Reputation: 23
I am creating an install script where I would like to compare the version of installed default Python with the version I need to have running. Currently here is my code:
#!/bin/bash
PYTHON="$(python -V)"
if [[ "$PYTHON = 'Python 2.7.6' ]]
then echo "Python is installed."
else echo "Python is not installed."
fi
The response I keep getting is that Python is not installed, but that is the output when I type in the command python -V.
Any help is greatly appreciated. Thank you in advance.
Upvotes: 2
Views: 2132
Reputation: 22428
You can change your code like this:
#!/bin/bash
PYTHON="$(python -V 2>&1)"
if [[ "$PYTHON" = "Python 2.7.6" ]]; then
echo "Python is installed."
else
echo "Python is not installed."
fi
Upvotes: 0
Reputation: 62369
It seems that when you run python -V
, it prints the version to stderr, not to stdout.

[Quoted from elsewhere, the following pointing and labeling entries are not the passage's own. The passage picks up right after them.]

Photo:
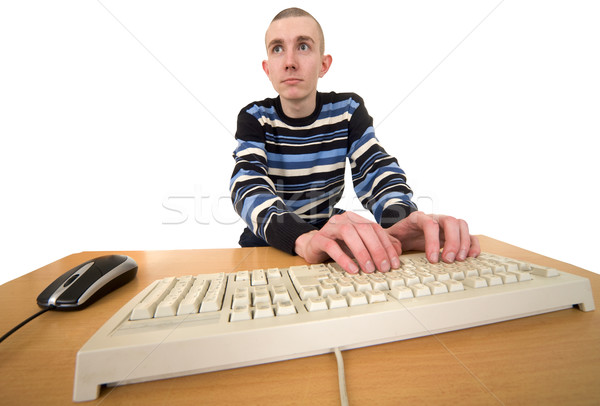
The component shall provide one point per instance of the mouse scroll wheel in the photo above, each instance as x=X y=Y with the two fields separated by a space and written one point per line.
x=71 y=280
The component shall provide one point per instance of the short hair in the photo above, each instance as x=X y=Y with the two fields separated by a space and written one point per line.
x=298 y=12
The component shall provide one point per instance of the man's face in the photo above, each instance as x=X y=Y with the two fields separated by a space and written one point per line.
x=294 y=62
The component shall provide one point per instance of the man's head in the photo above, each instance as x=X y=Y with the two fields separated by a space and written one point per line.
x=295 y=59
x=298 y=12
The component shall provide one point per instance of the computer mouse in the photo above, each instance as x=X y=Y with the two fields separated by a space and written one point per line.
x=88 y=282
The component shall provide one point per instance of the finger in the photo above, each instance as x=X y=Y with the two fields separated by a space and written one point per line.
x=351 y=237
x=475 y=249
x=335 y=252
x=377 y=242
x=451 y=229
x=465 y=241
x=391 y=245
x=431 y=232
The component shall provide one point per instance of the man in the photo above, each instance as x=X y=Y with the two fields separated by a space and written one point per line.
x=290 y=162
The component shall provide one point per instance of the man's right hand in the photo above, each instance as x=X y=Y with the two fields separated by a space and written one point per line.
x=349 y=235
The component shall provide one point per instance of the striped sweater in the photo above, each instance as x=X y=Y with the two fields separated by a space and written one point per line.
x=289 y=173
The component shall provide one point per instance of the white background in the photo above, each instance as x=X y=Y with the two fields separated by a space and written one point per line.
x=117 y=117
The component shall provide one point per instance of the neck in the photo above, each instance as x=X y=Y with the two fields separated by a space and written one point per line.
x=299 y=108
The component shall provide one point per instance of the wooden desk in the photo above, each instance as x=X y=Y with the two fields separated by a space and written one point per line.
x=548 y=359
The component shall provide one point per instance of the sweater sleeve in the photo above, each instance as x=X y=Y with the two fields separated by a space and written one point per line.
x=379 y=182
x=253 y=193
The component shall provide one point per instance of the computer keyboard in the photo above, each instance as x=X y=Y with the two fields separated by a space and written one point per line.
x=193 y=324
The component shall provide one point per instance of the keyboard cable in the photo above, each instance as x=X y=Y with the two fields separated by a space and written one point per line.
x=341 y=377
x=25 y=322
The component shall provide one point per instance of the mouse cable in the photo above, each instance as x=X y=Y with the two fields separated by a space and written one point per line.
x=341 y=377
x=25 y=322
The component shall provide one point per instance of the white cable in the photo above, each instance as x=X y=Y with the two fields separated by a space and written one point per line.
x=341 y=377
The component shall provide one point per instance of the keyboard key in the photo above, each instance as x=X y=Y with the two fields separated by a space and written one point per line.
x=401 y=292
x=315 y=304
x=241 y=299
x=240 y=313
x=475 y=282
x=454 y=285
x=308 y=292
x=522 y=276
x=420 y=290
x=273 y=273
x=147 y=307
x=258 y=278
x=394 y=280
x=437 y=287
x=545 y=272
x=361 y=284
x=356 y=299
x=507 y=277
x=280 y=294
x=284 y=308
x=336 y=301
x=375 y=296
x=261 y=296
x=326 y=289
x=344 y=287
x=191 y=303
x=492 y=280
x=263 y=310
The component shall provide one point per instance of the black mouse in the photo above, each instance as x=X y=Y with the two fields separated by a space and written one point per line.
x=88 y=282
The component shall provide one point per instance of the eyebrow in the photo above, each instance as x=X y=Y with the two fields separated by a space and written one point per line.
x=279 y=41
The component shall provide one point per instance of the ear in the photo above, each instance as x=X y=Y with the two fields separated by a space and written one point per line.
x=326 y=61
x=266 y=68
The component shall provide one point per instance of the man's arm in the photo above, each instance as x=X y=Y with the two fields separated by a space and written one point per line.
x=253 y=192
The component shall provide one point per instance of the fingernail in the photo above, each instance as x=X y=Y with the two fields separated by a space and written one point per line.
x=450 y=257
x=434 y=257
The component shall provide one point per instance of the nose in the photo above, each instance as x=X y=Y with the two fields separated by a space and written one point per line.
x=290 y=61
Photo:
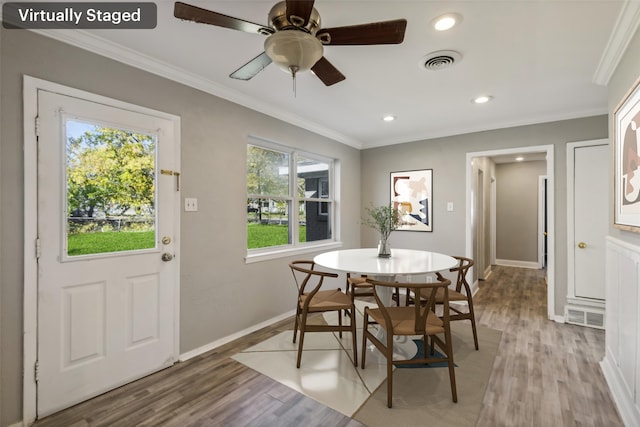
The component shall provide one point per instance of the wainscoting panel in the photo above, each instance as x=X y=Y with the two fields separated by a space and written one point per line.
x=621 y=364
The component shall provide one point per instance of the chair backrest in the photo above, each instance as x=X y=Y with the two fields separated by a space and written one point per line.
x=423 y=291
x=308 y=280
x=464 y=264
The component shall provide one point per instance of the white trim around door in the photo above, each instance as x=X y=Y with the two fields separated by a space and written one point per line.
x=31 y=87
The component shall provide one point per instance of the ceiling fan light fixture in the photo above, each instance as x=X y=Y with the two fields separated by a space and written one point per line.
x=483 y=99
x=293 y=50
x=446 y=21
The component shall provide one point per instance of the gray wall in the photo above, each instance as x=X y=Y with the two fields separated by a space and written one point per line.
x=447 y=158
x=215 y=281
x=517 y=210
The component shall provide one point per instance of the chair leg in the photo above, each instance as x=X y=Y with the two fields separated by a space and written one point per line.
x=473 y=324
x=354 y=337
x=389 y=378
x=303 y=327
x=295 y=326
x=364 y=337
x=452 y=372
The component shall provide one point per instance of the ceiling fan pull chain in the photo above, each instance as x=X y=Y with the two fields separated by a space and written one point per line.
x=293 y=69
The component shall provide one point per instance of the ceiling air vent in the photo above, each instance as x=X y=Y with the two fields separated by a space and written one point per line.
x=440 y=60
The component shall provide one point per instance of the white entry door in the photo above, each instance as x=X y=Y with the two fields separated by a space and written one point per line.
x=107 y=230
x=590 y=220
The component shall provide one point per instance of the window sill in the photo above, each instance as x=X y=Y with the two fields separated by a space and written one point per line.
x=283 y=253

So, changing your attempt to capture the output into a variable to this:
PYTHON=$(python -V 2>&1)
should do the trick. Another alternative, which tends to include additional information about build dates, compilers, etc. would be:
python -c 'import sys; print sys.version'
or, as suggested by @chepner:
python -c 'import sys; print sys.version_info'
Both of these would require a little additional parsing to get the specific information you want/need, though.